Numeric Data

Calcbench extracts all of the GAAP numbers in section 8, face statments and footnotes, of the 10-K/Qs.

Standardized

Calcbench standardizes +1000 metrics to handle differences filers’s tagging. The list of stardized points is @ https://www.calcbench.com/home/standardizedmetrics

calcbench.standardized_data(company_identifiers=[], metrics=[], start_year=None, start_period=None, end_year=None, end_period=None, entire_universe=False, point_in_time=False, year=None, period=None, all_history=False, period_type=None, trace_hyperlinks=False, use_fiscal_period=False, company_identifier_scheme=CompanyIdentifierScheme.Ticker, accession_id=None)

Standardized Data.

Metrics are standardized by economic concept and time period.

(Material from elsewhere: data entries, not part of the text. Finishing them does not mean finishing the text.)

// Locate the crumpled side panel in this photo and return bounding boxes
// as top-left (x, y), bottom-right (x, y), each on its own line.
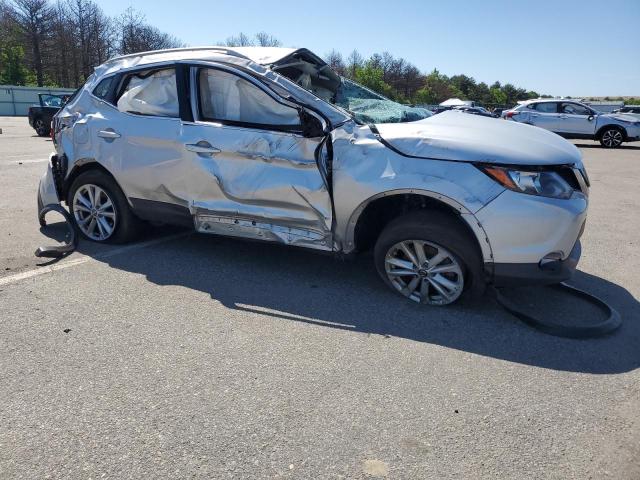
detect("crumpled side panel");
top-left (181, 125), bottom-right (333, 249)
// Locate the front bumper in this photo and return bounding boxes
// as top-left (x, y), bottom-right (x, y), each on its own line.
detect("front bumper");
top-left (625, 123), bottom-right (640, 141)
top-left (490, 240), bottom-right (581, 287)
top-left (476, 188), bottom-right (588, 286)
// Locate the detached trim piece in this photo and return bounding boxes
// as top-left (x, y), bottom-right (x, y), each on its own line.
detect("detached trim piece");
top-left (35, 204), bottom-right (78, 258)
top-left (491, 283), bottom-right (621, 339)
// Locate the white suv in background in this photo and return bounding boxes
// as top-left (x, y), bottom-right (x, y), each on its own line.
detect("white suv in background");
top-left (503, 99), bottom-right (640, 148)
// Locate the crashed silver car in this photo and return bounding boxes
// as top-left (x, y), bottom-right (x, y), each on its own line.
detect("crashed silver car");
top-left (38, 47), bottom-right (589, 305)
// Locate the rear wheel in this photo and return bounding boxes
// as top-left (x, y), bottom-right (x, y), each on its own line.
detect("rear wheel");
top-left (34, 118), bottom-right (49, 137)
top-left (67, 170), bottom-right (141, 243)
top-left (374, 211), bottom-right (483, 305)
top-left (599, 127), bottom-right (624, 148)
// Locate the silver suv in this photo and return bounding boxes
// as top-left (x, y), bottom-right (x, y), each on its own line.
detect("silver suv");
top-left (39, 47), bottom-right (590, 306)
top-left (503, 99), bottom-right (640, 148)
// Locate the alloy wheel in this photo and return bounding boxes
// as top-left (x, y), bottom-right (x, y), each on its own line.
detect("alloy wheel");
top-left (384, 240), bottom-right (464, 305)
top-left (601, 129), bottom-right (623, 147)
top-left (34, 119), bottom-right (46, 136)
top-left (72, 184), bottom-right (117, 241)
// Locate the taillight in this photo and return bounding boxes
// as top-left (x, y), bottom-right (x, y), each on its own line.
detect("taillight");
top-left (50, 121), bottom-right (55, 140)
top-left (505, 111), bottom-right (518, 119)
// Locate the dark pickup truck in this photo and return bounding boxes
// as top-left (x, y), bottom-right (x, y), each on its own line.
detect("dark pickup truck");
top-left (28, 94), bottom-right (67, 137)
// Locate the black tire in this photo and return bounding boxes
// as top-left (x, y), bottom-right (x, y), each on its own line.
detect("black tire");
top-left (599, 126), bottom-right (625, 148)
top-left (34, 118), bottom-right (50, 137)
top-left (66, 170), bottom-right (141, 243)
top-left (374, 210), bottom-right (485, 305)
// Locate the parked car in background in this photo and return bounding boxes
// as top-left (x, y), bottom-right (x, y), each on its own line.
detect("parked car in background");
top-left (39, 47), bottom-right (589, 306)
top-left (28, 94), bottom-right (67, 137)
top-left (612, 105), bottom-right (640, 120)
top-left (492, 107), bottom-right (509, 118)
top-left (451, 106), bottom-right (498, 118)
top-left (502, 99), bottom-right (640, 148)
top-left (431, 106), bottom-right (454, 114)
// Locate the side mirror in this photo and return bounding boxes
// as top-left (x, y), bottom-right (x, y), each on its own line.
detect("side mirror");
top-left (587, 115), bottom-right (594, 121)
top-left (299, 108), bottom-right (325, 138)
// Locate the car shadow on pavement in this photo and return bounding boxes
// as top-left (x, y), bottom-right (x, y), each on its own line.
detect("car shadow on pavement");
top-left (574, 143), bottom-right (640, 150)
top-left (41, 224), bottom-right (640, 375)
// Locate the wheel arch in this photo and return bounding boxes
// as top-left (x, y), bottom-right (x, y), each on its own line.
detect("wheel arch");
top-left (596, 124), bottom-right (627, 140)
top-left (344, 189), bottom-right (493, 263)
top-left (62, 159), bottom-right (126, 204)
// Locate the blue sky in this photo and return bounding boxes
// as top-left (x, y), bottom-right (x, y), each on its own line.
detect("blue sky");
top-left (97, 0), bottom-right (640, 97)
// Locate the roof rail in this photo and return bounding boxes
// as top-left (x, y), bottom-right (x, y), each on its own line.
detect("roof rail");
top-left (105, 46), bottom-right (244, 65)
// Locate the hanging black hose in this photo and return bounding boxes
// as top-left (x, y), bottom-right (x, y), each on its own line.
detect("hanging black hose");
top-left (491, 282), bottom-right (621, 339)
top-left (35, 204), bottom-right (78, 258)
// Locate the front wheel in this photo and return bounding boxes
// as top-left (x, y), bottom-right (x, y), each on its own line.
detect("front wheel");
top-left (599, 127), bottom-right (624, 148)
top-left (374, 211), bottom-right (484, 306)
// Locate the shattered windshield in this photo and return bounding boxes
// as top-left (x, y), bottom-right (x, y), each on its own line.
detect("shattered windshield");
top-left (334, 78), bottom-right (432, 124)
top-left (272, 51), bottom-right (431, 125)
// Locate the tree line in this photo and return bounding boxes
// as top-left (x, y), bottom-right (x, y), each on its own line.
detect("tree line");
top-left (324, 49), bottom-right (546, 107)
top-left (0, 0), bottom-right (182, 88)
top-left (2, 4), bottom-right (636, 108)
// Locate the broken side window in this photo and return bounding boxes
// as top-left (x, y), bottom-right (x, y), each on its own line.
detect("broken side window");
top-left (92, 76), bottom-right (114, 101)
top-left (116, 68), bottom-right (179, 118)
top-left (197, 68), bottom-right (300, 129)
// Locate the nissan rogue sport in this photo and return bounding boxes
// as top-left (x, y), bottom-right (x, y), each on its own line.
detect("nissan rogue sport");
top-left (39, 47), bottom-right (590, 306)
top-left (503, 99), bottom-right (640, 148)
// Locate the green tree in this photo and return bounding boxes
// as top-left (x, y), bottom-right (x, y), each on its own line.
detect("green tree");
top-left (0, 44), bottom-right (32, 84)
top-left (353, 63), bottom-right (394, 98)
top-left (423, 69), bottom-right (459, 103)
top-left (489, 87), bottom-right (507, 105)
top-left (413, 86), bottom-right (437, 105)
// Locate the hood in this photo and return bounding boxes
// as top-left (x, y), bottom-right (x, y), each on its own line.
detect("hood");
top-left (374, 111), bottom-right (583, 166)
top-left (601, 112), bottom-right (640, 123)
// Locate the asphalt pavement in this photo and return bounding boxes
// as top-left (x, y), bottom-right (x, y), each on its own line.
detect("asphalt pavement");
top-left (1, 117), bottom-right (639, 479)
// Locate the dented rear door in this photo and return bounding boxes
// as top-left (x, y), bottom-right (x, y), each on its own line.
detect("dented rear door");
top-left (180, 65), bottom-right (333, 250)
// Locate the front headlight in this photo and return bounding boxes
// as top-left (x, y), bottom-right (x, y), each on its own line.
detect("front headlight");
top-left (477, 165), bottom-right (574, 199)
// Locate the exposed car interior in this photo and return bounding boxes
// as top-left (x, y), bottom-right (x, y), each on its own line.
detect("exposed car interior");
top-left (117, 68), bottom-right (179, 117)
top-left (198, 68), bottom-right (300, 126)
top-left (271, 49), bottom-right (432, 124)
top-left (271, 50), bottom-right (341, 103)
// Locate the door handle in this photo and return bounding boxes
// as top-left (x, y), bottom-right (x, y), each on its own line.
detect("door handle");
top-left (530, 114), bottom-right (539, 117)
top-left (185, 142), bottom-right (221, 155)
top-left (97, 129), bottom-right (121, 139)
top-left (559, 115), bottom-right (568, 119)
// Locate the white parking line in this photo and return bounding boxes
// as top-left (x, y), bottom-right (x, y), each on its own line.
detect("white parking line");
top-left (0, 232), bottom-right (191, 287)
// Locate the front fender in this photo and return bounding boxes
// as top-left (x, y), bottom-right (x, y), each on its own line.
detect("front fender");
top-left (330, 123), bottom-right (503, 256)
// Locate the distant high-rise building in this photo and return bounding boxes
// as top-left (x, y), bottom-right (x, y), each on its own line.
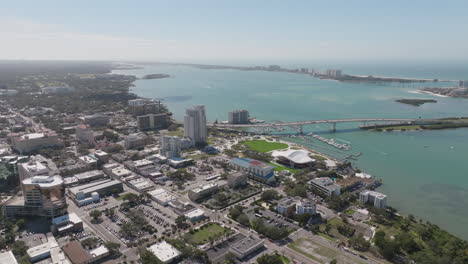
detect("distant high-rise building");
top-left (137, 113), bottom-right (169, 131)
top-left (228, 109), bottom-right (249, 124)
top-left (128, 99), bottom-right (162, 116)
top-left (184, 105), bottom-right (207, 146)
top-left (325, 69), bottom-right (342, 77)
top-left (459, 80), bottom-right (468, 88)
top-left (159, 135), bottom-right (181, 158)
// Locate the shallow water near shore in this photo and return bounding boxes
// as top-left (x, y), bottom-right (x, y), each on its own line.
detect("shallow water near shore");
top-left (113, 61), bottom-right (468, 239)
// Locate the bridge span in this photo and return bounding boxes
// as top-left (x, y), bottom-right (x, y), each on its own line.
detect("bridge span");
top-left (209, 118), bottom-right (416, 133)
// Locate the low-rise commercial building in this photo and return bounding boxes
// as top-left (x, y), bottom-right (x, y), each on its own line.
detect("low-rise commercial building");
top-left (51, 212), bottom-right (83, 235)
top-left (106, 166), bottom-right (132, 179)
top-left (229, 157), bottom-right (275, 184)
top-left (359, 190), bottom-right (387, 208)
top-left (62, 240), bottom-right (92, 264)
top-left (127, 177), bottom-right (153, 191)
top-left (184, 208), bottom-right (205, 222)
top-left (78, 155), bottom-right (99, 169)
top-left (0, 251), bottom-right (18, 264)
top-left (27, 235), bottom-right (69, 264)
top-left (148, 188), bottom-right (176, 206)
top-left (147, 241), bottom-right (181, 264)
top-left (229, 236), bottom-right (264, 259)
top-left (68, 179), bottom-right (123, 206)
top-left (309, 177), bottom-right (341, 196)
top-left (74, 170), bottom-right (105, 184)
top-left (188, 183), bottom-right (219, 201)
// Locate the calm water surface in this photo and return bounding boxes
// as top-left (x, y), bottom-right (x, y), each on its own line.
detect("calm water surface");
top-left (113, 62), bottom-right (468, 239)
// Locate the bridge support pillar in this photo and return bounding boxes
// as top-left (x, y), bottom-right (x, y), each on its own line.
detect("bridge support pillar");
top-left (330, 122), bottom-right (336, 133)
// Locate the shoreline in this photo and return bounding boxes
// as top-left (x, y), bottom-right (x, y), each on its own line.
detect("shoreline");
top-left (416, 90), bottom-right (450, 98)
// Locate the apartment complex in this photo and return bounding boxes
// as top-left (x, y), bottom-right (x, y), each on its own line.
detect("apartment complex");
top-left (277, 197), bottom-right (316, 215)
top-left (128, 99), bottom-right (162, 116)
top-left (159, 135), bottom-right (181, 158)
top-left (359, 190), bottom-right (387, 209)
top-left (325, 69), bottom-right (342, 77)
top-left (137, 113), bottom-right (169, 130)
top-left (10, 132), bottom-right (61, 154)
top-left (184, 105), bottom-right (207, 146)
top-left (228, 109), bottom-right (249, 124)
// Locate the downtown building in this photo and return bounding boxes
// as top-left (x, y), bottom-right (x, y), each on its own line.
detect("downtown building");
top-left (229, 157), bottom-right (275, 184)
top-left (159, 135), bottom-right (181, 158)
top-left (228, 109), bottom-right (249, 124)
top-left (184, 105), bottom-right (207, 146)
top-left (10, 131), bottom-right (62, 155)
top-left (18, 155), bottom-right (58, 181)
top-left (4, 175), bottom-right (67, 218)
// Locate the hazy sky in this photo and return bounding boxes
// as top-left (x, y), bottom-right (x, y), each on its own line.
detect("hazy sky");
top-left (1, 0), bottom-right (468, 62)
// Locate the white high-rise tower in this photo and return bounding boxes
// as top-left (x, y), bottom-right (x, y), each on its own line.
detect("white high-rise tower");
top-left (184, 105), bottom-right (207, 146)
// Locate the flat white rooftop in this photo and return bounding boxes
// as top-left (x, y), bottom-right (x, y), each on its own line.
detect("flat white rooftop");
top-left (148, 241), bottom-right (181, 263)
top-left (22, 175), bottom-right (63, 188)
top-left (0, 251), bottom-right (18, 264)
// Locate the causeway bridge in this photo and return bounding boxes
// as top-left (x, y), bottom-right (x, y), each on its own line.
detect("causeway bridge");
top-left (209, 118), bottom-right (417, 134)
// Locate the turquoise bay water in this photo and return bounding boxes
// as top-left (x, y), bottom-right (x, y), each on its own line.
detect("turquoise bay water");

The data behind the multi-company page, https://www.calcbench.com/multi.

Example https://github.com/calcbench/notebooks/blob/master/python_client_api_demo.ipynb

Parameters
  • company_identifiers (Sequence[Union[str, int]]) – Tickers/CIK codes. eg. [‘msft’, ‘goog’, ‘appl’, ‘0000066740’]

  • metrics (Sequence[str]) – Standardized metrics. Full list @ https://www.calcbench.com/home/standardizedmetrics eg. [‘revenue’, ‘accountsreceivable’]

  • start_year (Optional[int]) – first year of data

  • start_period (Union[Period, Literal[0, 1, 2, 3, 4], None]) – first quarter to get, for annual data pass 0, for quarters pass 1, 2, 3, 4

  • end_year (Optional[int]) – last year of data

  • end_period (Union[Period, Literal[0, 1, 2, 3, 4], None]) – last_quarter to get, for annual data pass 0, for quarters pass 1, 2, 3, 4

  • entire_universe (bool) – Get data for all companies, this can take a while, talk to Calcbench before you do this in production.

  • accession_id (Optional[int]) – Calcbench Accession ID

  • year (Optional[int]) – Get data for a single year, defaults to annual data.

  • period_type (Optional[PeriodType]) – Either “annual” or “quarterly”.

  • trace_hyperlinks (bool) – Values are URLs to the source documents

Return type

DataFrame

Returns

Dataframe with the periods as the index and columns indexed by metric and ticker

Usage:

>>> d = calcbench.standardized_data(company_identifiers=['msft', 'goog'],
>>>                                 metrics=['revenue', 'assets'],
>>>                                 all_history=True,
>>>                                 period_type='annual')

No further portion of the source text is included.